Ministries of Health of all provinces should publish online HR reports every year, apart from their annual financial reports, to increase transparency. Apart from new employment data, they should present analyses on new hires and the break-down of job appointments by types (male / female, union / non-union, Canadian / Non-Canadian, executive / non-executive, and so on), including the efforts made for the youth, new graduates, and the under-represented demographics. A lot of people will be interested in reading these reports.

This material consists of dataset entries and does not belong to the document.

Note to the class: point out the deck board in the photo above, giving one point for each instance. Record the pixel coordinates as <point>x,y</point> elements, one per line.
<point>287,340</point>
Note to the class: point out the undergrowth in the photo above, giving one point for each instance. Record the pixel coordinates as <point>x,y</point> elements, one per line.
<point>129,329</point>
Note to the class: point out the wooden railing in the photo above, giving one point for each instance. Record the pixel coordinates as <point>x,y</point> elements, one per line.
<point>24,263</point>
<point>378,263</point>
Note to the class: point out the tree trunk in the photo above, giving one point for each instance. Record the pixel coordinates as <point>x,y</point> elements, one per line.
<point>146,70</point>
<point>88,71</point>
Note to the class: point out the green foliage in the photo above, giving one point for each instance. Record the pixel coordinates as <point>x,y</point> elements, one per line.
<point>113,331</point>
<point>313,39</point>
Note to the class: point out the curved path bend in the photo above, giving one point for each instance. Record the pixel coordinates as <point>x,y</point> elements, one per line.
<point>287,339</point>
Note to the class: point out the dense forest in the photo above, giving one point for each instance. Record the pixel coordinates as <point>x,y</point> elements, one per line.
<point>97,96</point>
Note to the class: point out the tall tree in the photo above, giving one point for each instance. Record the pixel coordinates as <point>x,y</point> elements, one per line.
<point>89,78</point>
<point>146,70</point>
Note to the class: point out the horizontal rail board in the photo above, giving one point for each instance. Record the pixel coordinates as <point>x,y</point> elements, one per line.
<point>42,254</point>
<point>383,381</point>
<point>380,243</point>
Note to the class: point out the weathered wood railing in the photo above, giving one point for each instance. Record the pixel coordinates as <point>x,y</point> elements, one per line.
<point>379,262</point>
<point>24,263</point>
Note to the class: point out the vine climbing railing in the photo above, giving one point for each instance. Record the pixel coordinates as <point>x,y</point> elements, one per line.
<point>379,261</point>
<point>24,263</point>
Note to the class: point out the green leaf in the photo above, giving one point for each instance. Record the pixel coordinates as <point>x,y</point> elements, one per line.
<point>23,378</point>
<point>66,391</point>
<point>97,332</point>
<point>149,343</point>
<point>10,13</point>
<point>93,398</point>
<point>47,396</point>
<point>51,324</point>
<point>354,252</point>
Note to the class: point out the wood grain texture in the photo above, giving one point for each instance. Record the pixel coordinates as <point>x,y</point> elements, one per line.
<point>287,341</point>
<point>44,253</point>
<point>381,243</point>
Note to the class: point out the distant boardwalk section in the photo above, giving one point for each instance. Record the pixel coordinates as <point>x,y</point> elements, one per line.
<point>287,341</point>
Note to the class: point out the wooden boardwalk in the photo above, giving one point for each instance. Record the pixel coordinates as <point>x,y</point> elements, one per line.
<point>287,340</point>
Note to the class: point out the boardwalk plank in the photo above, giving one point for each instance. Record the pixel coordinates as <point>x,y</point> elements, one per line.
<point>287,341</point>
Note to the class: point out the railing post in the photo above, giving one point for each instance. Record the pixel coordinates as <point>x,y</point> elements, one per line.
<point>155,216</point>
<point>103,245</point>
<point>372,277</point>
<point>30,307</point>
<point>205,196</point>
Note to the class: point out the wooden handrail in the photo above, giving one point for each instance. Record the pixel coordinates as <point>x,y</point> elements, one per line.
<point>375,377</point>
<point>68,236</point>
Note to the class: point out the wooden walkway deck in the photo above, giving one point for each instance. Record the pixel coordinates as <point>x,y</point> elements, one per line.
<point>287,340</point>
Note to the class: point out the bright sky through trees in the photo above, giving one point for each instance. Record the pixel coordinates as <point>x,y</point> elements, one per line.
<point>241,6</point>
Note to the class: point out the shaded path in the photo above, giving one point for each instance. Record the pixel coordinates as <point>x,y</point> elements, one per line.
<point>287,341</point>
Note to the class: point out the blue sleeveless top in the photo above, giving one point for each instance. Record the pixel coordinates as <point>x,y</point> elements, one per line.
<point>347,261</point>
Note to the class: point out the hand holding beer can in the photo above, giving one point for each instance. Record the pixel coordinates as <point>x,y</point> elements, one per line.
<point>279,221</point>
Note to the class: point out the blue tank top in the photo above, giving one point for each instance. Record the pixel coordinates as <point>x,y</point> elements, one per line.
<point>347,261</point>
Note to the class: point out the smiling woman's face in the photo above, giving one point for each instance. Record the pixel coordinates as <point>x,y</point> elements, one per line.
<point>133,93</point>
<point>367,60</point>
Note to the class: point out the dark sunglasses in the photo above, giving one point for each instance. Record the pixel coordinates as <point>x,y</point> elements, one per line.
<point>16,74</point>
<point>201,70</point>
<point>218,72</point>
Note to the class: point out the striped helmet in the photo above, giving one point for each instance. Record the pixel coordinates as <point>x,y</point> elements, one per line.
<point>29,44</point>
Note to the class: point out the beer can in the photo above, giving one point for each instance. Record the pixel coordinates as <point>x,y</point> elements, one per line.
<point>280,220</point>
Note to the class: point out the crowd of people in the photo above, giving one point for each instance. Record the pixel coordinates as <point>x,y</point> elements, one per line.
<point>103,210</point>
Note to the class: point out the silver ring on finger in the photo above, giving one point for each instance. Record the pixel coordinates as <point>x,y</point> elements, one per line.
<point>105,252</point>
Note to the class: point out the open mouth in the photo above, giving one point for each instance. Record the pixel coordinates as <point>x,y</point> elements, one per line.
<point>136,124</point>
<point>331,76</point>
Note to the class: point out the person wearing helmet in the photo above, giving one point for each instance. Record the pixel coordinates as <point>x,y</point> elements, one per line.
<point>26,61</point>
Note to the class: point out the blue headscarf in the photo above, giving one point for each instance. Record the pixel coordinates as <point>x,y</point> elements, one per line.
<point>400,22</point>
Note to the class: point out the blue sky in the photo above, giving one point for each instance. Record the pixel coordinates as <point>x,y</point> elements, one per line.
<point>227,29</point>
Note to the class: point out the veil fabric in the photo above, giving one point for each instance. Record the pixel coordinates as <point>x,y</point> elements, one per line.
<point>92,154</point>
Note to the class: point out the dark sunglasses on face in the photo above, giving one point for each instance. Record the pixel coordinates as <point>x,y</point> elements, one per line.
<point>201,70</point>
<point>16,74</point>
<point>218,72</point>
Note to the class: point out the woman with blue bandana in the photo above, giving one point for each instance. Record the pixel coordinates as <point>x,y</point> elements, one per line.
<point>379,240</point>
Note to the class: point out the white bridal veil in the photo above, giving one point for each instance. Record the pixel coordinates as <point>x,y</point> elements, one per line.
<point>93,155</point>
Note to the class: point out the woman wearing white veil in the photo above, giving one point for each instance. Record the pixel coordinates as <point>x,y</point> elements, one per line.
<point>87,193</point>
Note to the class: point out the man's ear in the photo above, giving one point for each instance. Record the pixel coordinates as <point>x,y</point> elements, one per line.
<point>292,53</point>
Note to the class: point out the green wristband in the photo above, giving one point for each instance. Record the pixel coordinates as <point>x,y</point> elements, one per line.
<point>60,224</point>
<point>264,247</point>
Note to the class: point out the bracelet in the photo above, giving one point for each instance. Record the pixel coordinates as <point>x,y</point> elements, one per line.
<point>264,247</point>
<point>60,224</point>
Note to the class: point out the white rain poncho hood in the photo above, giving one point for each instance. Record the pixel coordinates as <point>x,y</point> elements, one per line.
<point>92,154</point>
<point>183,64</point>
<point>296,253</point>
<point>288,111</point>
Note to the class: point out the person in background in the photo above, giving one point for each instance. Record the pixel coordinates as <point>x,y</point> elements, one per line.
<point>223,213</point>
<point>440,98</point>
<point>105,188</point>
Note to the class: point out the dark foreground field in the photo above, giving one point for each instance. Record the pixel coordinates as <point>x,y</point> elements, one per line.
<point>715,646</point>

In addition, you may also consider publishing annual social responsibility and sustainability reports, as I had mentioned in my MBA Healthcare Consulting report about Ontario MOHLTC last year -- you can download it below.
It is not possible for the Canadian public healthcare system to provide jobs for every qualified professional. However, we can reduce barriers to entry and provide a meritocracy based level playing field for all Canadians. I hope that happens.